= Jamie Pagendam =

Canadian boxer (born 1965)

James Pagendam (born December 1, 1965, in Toronto, Ontario) is a boxer from Canada, competing in the featherweight (- 57 kg) division.

A resident of St. Catharines, Ontario, he represented his native country at the 1988 Summer Olympics in Seoul, South Korea. He was involved in one of the many controversies that engulfed the Olympic boxing tournament.
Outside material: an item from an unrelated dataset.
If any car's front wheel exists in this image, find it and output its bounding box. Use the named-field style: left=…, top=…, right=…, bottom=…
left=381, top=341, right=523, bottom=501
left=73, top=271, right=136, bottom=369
In Pagendam's opening bout versus Tserendorj Amarjargal of Mongolia, Ivorian referee Joseph Lougbo gave Tserendorj a standing-8 count in the second round. Pagendam was subsequently knocked down once in the second round, then climbed off the floor and soon knocked down Tserendorj. After that, the referee gave another standing-8 count against the Mongolian, which should have terminated the bout, according to international rules. In the third round, however, Pagendam was rocked by a punch to the head, and Lougbo stopped the bout, awarding the Mongolian the win. Afterwards, Canada protested, contending that Pagendam had actually won the bout in the second round. The protest was upheld, and AIBA announced that the referee was suspended from the rest of the Games' boxing tournament. Later however, the Canadians were informed that although Pagendam was the winner of the bout, he could not continue in the tournament for medical reasons. According to AIBA rules, fighters whose bouts are stopped because of head blows may not fight again for 60 days.

He also represented Canada at the 1994 Commonwealth Games, losing his opening bout to Peter Richardson of England. Jamie is the brother of Steve Pagendam. Steve, a featherweight, competed for Canada in the boxing tournament at the 1984 Los Angeles Olympics.